Drunk on victory, I did the same thing for the ease in Bounce function. Based on the code, it was really simple – take what I’d just made, subtract the result from 1.0, and send it out. (Insert more hollering and dancing and staring at the UI here).
Okay – what’s with that return stuff in the original C code, anyway?
The part of my original C code set up a function, which people who write code all the time use.
GenExpr also lets you define functions in much the same way as with other programming languages. The biggest difference if you’re familiar with other programming languages is that most of the time you don't explicitly write data types in GenExpr. Since everything is done with 64-bit data, you specify function arguments using names only. The only thing you really need to keep in mind is that functions need to be declared before any other statements.
It’s not a lot different from what I’d originally had – just a few lines of code to specify that the body of the calculation was a function with a name that returned a value instead of assigned a variable. Here’s what the contents of my codebox operators looked like when I turned the contents into functions:
Here’s something I learned in the process of putting this together (I am putting it in boldface type to suggest that this is important) : Put the functions before declarations and calculations
So I had a nice bit of codeboxing that calculated all three easing functions for me. Now, it was time to bring it all home - to convert my patch to something I could reuse, and to add some of that stuff you can only do using the codebox operator - a little if/else programming to let me select the Bounce easing function I wanted to use. To do that, I removed the four lines from the bottom of the codebox and saved the results to a file I named using the file extension usually used for GenExpr code: BounceEaseFunctions.genexpr.
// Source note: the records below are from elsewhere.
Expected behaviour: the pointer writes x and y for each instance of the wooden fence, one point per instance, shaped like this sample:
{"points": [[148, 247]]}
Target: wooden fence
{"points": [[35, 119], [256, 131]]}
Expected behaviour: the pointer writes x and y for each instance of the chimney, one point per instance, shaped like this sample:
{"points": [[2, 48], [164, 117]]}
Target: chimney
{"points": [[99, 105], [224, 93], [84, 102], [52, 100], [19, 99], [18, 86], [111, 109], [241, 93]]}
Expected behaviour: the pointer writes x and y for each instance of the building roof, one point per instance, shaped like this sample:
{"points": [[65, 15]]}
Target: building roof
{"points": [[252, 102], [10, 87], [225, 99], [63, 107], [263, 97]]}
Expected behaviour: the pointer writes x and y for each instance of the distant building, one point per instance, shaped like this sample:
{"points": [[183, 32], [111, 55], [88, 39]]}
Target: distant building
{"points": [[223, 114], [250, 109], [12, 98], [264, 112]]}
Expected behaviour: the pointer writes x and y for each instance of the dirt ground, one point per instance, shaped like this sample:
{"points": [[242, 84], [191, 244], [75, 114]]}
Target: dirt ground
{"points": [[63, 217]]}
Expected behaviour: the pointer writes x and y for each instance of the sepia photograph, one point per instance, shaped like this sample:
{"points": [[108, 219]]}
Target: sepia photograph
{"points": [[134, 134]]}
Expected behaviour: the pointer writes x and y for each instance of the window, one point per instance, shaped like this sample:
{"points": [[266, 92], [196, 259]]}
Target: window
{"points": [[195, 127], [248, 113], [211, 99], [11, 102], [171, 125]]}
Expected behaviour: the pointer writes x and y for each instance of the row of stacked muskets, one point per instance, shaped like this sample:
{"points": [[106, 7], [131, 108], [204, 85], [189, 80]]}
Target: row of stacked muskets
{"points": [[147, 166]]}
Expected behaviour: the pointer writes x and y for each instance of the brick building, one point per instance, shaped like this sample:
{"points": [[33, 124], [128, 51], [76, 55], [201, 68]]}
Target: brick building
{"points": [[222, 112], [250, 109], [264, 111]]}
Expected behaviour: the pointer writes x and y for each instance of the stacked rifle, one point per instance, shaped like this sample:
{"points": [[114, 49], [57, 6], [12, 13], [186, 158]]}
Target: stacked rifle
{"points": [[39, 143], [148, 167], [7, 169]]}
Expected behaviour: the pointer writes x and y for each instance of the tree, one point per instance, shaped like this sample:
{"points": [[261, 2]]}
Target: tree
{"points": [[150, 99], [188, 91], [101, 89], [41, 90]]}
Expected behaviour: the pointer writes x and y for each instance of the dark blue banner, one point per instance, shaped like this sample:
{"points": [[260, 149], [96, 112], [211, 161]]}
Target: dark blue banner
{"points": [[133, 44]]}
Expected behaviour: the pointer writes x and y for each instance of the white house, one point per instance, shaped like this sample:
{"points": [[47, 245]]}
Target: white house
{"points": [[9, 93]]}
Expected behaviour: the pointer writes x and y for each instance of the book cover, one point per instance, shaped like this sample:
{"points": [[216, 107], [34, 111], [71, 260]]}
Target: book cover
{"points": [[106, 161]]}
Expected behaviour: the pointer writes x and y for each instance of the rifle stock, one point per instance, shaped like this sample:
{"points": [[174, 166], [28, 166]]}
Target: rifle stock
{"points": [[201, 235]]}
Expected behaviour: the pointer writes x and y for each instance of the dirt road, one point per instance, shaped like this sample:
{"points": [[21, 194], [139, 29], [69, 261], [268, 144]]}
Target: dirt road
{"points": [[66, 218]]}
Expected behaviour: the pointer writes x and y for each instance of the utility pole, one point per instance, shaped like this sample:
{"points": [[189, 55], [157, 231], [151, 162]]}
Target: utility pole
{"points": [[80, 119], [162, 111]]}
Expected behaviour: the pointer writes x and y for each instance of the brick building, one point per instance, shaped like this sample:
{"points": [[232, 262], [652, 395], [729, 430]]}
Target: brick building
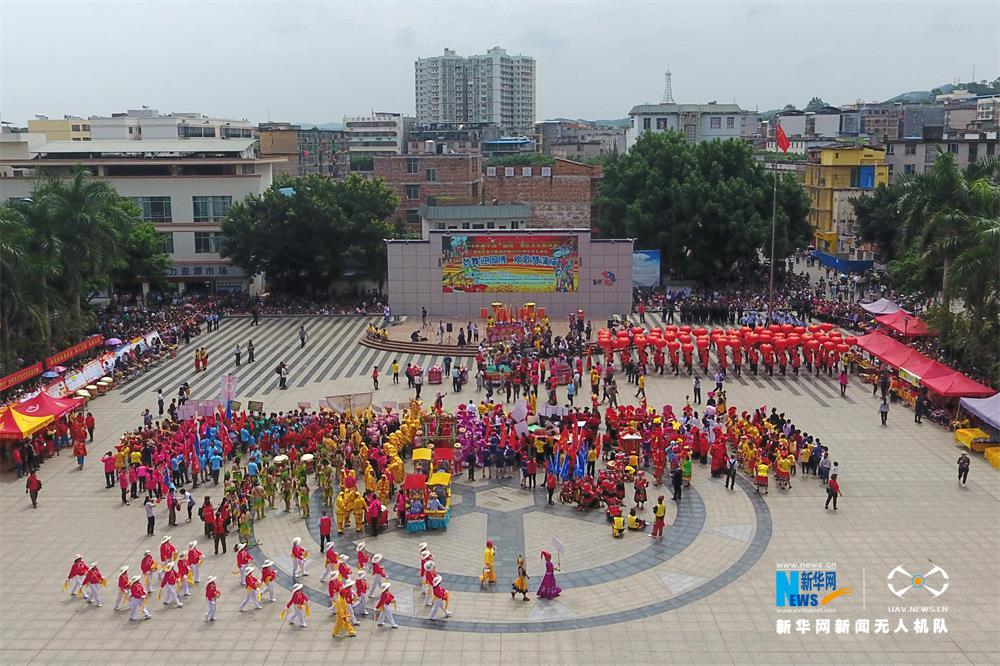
{"points": [[434, 180], [560, 196]]}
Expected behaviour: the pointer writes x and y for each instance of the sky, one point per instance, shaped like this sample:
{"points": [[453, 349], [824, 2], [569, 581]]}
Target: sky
{"points": [[320, 61]]}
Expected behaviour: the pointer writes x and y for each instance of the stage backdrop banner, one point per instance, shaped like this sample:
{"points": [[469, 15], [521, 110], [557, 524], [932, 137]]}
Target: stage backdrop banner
{"points": [[646, 268], [510, 264]]}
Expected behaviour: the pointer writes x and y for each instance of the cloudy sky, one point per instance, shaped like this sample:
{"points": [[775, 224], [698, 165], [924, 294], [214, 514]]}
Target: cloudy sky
{"points": [[320, 61]]}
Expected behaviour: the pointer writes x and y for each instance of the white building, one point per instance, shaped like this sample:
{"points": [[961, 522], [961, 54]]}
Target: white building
{"points": [[494, 88], [697, 122], [184, 187], [380, 133], [139, 124]]}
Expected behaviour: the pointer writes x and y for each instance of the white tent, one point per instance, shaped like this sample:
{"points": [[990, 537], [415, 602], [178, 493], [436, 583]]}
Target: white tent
{"points": [[882, 306]]}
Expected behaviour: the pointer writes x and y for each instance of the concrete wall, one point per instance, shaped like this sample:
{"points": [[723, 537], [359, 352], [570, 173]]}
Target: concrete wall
{"points": [[415, 282]]}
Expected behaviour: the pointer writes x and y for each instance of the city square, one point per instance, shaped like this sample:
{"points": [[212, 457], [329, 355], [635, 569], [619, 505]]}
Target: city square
{"points": [[476, 333]]}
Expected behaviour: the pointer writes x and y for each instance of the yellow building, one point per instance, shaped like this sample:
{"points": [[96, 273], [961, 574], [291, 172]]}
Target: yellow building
{"points": [[834, 176], [62, 129]]}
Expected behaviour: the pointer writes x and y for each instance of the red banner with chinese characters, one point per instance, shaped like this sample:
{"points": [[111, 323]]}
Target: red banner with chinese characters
{"points": [[22, 375], [78, 348]]}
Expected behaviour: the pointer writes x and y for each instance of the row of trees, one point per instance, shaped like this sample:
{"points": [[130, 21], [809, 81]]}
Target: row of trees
{"points": [[70, 238], [705, 206], [939, 231]]}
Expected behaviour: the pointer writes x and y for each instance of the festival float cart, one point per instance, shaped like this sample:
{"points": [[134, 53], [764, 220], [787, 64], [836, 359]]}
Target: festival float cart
{"points": [[415, 490], [439, 485]]}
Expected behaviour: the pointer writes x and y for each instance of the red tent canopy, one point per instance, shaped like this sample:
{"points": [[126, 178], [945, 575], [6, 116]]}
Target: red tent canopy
{"points": [[45, 405], [904, 324], [956, 384]]}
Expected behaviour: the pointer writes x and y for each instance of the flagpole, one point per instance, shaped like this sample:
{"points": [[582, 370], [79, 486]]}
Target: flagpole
{"points": [[774, 217]]}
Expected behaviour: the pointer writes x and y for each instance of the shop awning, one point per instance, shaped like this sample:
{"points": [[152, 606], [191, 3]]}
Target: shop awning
{"points": [[904, 324]]}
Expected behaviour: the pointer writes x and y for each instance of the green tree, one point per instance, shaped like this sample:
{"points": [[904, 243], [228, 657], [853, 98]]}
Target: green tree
{"points": [[879, 220], [815, 104], [306, 233], [706, 206]]}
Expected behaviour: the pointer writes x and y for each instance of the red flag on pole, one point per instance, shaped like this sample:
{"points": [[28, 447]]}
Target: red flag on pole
{"points": [[783, 143]]}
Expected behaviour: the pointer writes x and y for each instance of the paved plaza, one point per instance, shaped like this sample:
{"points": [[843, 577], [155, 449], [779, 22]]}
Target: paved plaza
{"points": [[705, 594]]}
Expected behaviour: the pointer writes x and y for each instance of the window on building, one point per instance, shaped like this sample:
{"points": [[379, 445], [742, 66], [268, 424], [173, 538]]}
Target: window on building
{"points": [[154, 209], [211, 209], [207, 242]]}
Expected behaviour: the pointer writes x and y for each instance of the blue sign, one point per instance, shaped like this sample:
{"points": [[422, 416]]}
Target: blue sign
{"points": [[646, 268]]}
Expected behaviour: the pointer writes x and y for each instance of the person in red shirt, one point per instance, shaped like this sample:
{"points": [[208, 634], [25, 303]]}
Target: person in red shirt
{"points": [[325, 527], [93, 579], [300, 602], [137, 599], [383, 611], [31, 488], [211, 594]]}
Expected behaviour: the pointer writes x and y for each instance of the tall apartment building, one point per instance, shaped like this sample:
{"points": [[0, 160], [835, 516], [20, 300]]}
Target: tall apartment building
{"points": [[184, 187], [67, 128], [146, 123], [834, 177], [494, 88], [379, 134], [697, 122]]}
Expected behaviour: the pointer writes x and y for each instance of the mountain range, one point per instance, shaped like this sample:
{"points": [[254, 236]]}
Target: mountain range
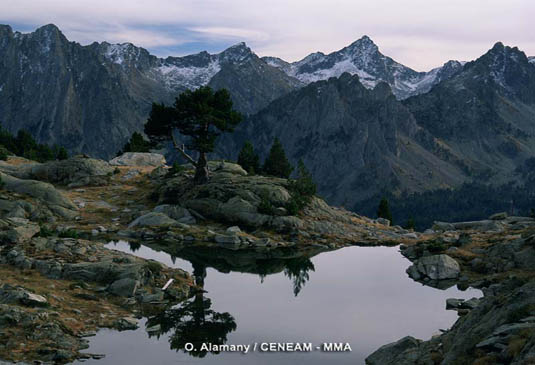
{"points": [[362, 122]]}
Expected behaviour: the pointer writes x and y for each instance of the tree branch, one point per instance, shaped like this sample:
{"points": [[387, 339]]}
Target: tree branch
{"points": [[181, 150]]}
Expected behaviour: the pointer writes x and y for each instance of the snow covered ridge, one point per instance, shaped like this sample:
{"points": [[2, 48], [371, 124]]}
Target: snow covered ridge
{"points": [[188, 72], [363, 58]]}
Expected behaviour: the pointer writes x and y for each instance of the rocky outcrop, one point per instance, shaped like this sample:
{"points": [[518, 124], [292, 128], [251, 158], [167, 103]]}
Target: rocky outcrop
{"points": [[44, 192], [138, 159], [497, 328], [436, 267]]}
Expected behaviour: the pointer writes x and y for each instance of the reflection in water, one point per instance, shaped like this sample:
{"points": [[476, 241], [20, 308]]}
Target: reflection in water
{"points": [[357, 295], [297, 270]]}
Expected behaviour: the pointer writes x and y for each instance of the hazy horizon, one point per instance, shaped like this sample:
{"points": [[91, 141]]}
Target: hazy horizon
{"points": [[419, 34]]}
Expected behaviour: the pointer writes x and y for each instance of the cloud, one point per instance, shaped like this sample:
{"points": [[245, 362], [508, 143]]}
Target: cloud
{"points": [[420, 33]]}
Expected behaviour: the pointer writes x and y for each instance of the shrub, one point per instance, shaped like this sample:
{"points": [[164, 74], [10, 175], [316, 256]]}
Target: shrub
{"points": [[301, 190], [248, 159], [277, 164], [265, 206], [3, 153], [175, 169]]}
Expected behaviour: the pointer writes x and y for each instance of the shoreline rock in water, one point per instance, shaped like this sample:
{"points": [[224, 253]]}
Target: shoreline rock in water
{"points": [[498, 328]]}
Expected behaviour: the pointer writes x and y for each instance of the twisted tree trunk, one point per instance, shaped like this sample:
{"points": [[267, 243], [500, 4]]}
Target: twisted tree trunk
{"points": [[201, 170]]}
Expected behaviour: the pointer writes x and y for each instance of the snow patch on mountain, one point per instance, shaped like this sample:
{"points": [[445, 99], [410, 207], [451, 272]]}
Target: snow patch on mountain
{"points": [[363, 58], [189, 77]]}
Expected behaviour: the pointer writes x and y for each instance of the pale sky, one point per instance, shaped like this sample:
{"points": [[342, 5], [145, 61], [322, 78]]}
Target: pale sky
{"points": [[421, 34]]}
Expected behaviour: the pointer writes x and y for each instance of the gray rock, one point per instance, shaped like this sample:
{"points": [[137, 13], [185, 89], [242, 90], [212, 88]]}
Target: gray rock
{"points": [[40, 190], [138, 159], [233, 229], [126, 323], [383, 221], [227, 239], [34, 300], [498, 216], [176, 212], [395, 353], [453, 303], [436, 267], [153, 219], [442, 226], [124, 287]]}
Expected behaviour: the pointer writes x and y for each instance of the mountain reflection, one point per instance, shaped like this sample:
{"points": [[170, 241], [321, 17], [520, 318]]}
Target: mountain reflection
{"points": [[193, 321]]}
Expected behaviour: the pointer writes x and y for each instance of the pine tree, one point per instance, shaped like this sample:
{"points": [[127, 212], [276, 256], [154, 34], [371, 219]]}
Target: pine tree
{"points": [[277, 164], [201, 116], [410, 223], [62, 154], [383, 211], [248, 159]]}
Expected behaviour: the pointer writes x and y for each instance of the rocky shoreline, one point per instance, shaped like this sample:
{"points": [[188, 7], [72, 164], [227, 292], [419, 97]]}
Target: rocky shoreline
{"points": [[60, 284], [497, 256]]}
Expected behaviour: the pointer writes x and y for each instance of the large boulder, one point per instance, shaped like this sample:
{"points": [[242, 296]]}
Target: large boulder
{"points": [[47, 193], [153, 219], [124, 287], [176, 212], [436, 267], [78, 170], [139, 159], [402, 352]]}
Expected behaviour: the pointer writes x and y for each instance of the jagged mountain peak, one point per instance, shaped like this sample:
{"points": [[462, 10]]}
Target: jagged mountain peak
{"points": [[237, 53], [364, 43]]}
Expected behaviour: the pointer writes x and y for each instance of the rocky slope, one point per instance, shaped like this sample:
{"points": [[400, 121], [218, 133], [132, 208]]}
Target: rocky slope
{"points": [[367, 138], [363, 58], [475, 125], [497, 256], [60, 283], [485, 114], [68, 94]]}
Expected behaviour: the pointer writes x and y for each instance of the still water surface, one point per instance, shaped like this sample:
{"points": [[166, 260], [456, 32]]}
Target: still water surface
{"points": [[358, 295]]}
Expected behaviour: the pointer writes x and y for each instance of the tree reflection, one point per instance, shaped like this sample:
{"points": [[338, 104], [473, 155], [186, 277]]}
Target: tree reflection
{"points": [[194, 322], [298, 271]]}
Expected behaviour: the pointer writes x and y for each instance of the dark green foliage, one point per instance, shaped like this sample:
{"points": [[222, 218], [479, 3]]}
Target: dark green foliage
{"points": [[469, 202], [44, 231], [277, 164], [24, 145], [176, 168], [3, 153], [301, 190], [410, 223], [383, 211], [137, 144], [200, 115], [69, 233], [248, 159], [62, 154]]}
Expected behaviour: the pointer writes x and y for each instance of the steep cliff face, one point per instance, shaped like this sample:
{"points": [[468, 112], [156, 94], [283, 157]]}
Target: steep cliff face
{"points": [[355, 141], [486, 113], [91, 98]]}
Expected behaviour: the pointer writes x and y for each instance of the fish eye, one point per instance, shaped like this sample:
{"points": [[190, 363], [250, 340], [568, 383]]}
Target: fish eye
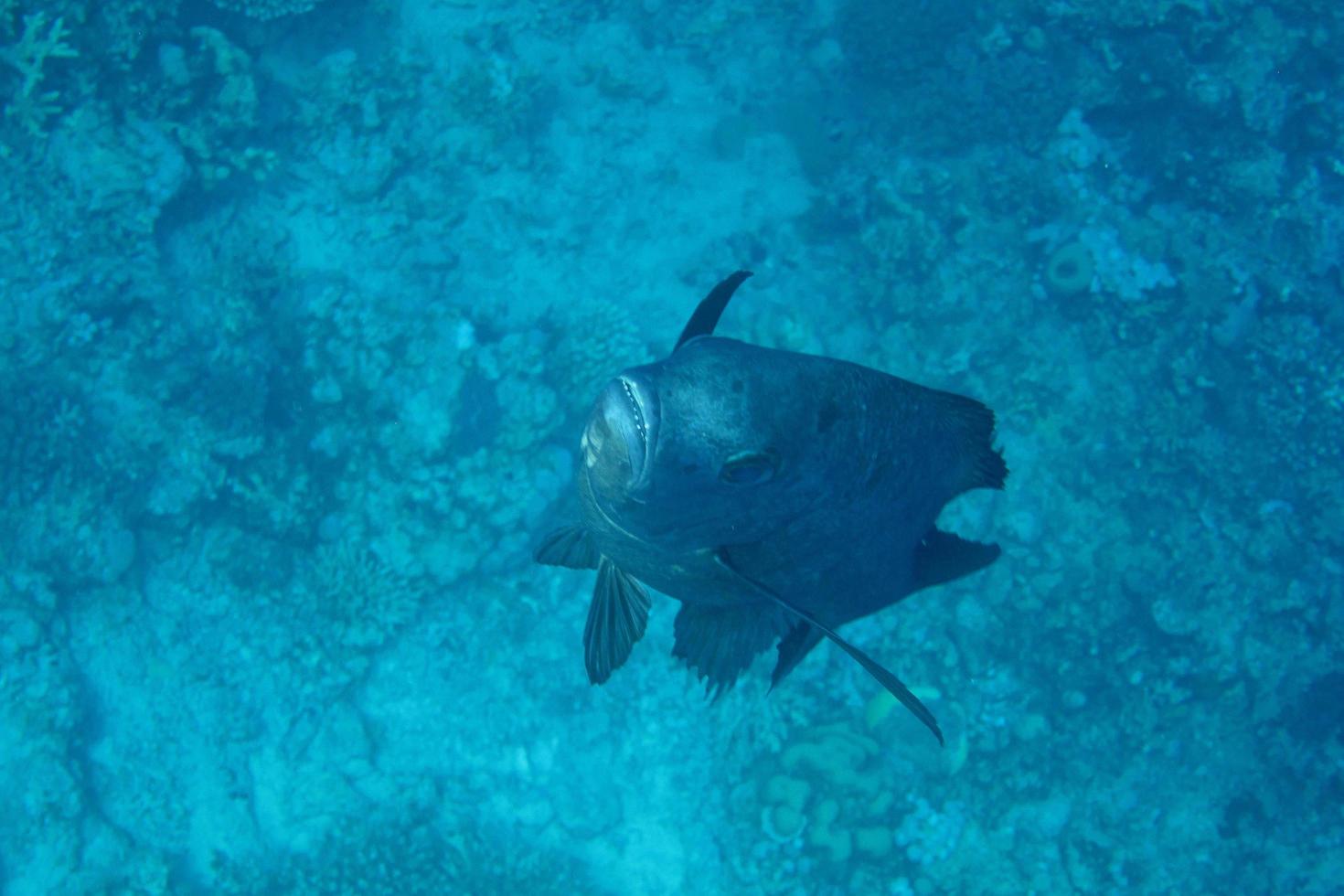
{"points": [[749, 468]]}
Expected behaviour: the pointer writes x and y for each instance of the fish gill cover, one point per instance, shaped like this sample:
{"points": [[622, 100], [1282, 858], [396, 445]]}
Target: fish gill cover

Next, I used the Gen require operator to reference the file full of functions I’d saved at the very beginning of a codebox in a new patch. After that, it was merely a matter of defining the variable I wanted to use to select which Bounce easing function I wanted, and adding some very simple if… else code to my codebox that did my calculations based on my selection (easefunc). Here’s the result:
After my initial success, I went through all of the easing functions described by Warren Moore, and saved them as you see here. I’m including a folder in the examples that includes this patching. Please enjoy them responsibly.
As you might expect, you can use this technique to include large amounts of complex GenExpr code to make new tools for your gen~ patching life.
So get out there and find yourself some code to port. Happy patching!